Being a Bible class teacher for children or teens is an important responsibility. You are helping them learn what God wants them to know so that they can build a strong faith foundation and grow to their full godly potential. Most Bible class teachers in a church setting only have about an hour a week with their students – enough time to have some impact, but not the time you need in most cases to make a truly meaningful difference in someone’s faith journey.
To impact your young Bible students at that level, you will need to move from being their teacher to becoming a mentor. Mentorship is modeled perfectly by Jesus in his interactions with the Apostles while he was here on Earth. You can’t just snap your fingers, however, and suddenly have Bible class students who are willing to be mentored by you. It requires intentionality, patience, perseverance and lots of love. Sometimes you will see positive results for your extra investment of time and in other cases your mentorship will seem to have little impact. Yet I believe mentoring students should be the goal of any master Bible class teacher.
So how do you begin the process of moving from teacher to mentor? It may vary slightly with each student you target (the sad reality is that you won’t have enough time to adequately fully mentor a large group of students, but you can help those other students find other godly mentors), but there are some basic principles that will help with any young person.
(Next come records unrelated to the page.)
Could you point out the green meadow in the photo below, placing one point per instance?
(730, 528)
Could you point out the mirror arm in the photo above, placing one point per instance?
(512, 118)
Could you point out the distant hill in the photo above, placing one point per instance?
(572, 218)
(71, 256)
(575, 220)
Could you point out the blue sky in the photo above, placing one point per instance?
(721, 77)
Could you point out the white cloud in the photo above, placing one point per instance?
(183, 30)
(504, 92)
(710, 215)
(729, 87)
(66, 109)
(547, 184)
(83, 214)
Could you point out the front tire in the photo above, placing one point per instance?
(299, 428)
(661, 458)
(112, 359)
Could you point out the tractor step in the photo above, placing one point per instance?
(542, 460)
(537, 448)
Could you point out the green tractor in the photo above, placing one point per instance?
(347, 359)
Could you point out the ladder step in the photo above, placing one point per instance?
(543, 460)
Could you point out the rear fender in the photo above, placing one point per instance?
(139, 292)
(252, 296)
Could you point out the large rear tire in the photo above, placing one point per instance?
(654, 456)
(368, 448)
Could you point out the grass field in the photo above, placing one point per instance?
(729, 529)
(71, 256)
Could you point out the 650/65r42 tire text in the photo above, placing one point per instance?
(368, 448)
- Let them see the love in your eyes. There is a saying that children want to see a parent’s eyes light up when they enter the room. In the same way, your students need to see your love for them in your eyes. If you look at them with indifference or disapproval, they won’t have a desire to spend even more time with you than they already do.
- Make yourself available. Get to your classroom early. Stay a few minutes extra after class ends. Attend the performances, games and activities they have. Take your Bible class on field trips. Visit their homes. Have their families over to your home. Most young people want to take their time opening up and sharing about their lives. They want to know you will give them the time they need, and investing in them before you mentor them is a great way to show you are willing to be available when they need you. (Many mentors have a 24/7 availability for emergencies with their mentees.)
- Actively listen to them when they talk. Put down the devices and give them your full attention. Show an emotional response and empathy to what they are sharing. Look them in the eyes. Ask appropriate clarifying questions. Let them know you are there to listen.
- At least at first, ask permission before giving advice. Advice is best heeded when wanted. Asking permission shows you don’t intend to control their lives, but rather give them godly advice as assistance in making their choices in life. If they say no initially, that’s okay. When trust is established, they will begin allowing you to share your thoughts.
- Remember mentorship is about coaching and guiding, not controlling. You are not the parent and should not behave as if you are one. You are the adult who listens and gives feedback. Don’t demand they follow your advice or attempt to give consequences or lecture when they don’t take your it.
- Be respectful of your mentees’ privacy. Most people who minister to young people have an unwritten rule they follow… anything shared is kept between the student and the mentor unless the information shared shows the child is in some sort of danger. In those cases, offer to go with the young person to share the information. If that offer is refused, inform the student that you need to let the parents know, because it is ultimately in their best interest.
- Don’t forget to have fun together. No one wants to spend a lot of time with someone who is always serious and insists on constantly having deep conversations. Go out to eat. Tell funny stories from your own youth. Do something fun or interesting together. Create a dynamic where your mentees look forward to spending time with you.
- Encourage them to practice spiritual disciplines like Bible study and prayer independently and share your enthusiasm for doing them yourself. You may not always be available to your mentee. Helping them develop habits that will help them be healthy spiritually can help them bridge any gaps in your mentorship.
- Keep in contact periodically when mentees move away or go to college. The relationship dynamic will change because of the distance, but they need to know you are still in their corner. Remind them periodically you would love to talk on the phone with them, take their texts or see them when they visit in your area.
Effective mentorship takes a lot of time and effort, but it’s a great way to continue to point your Bible students to God long after they have left your class.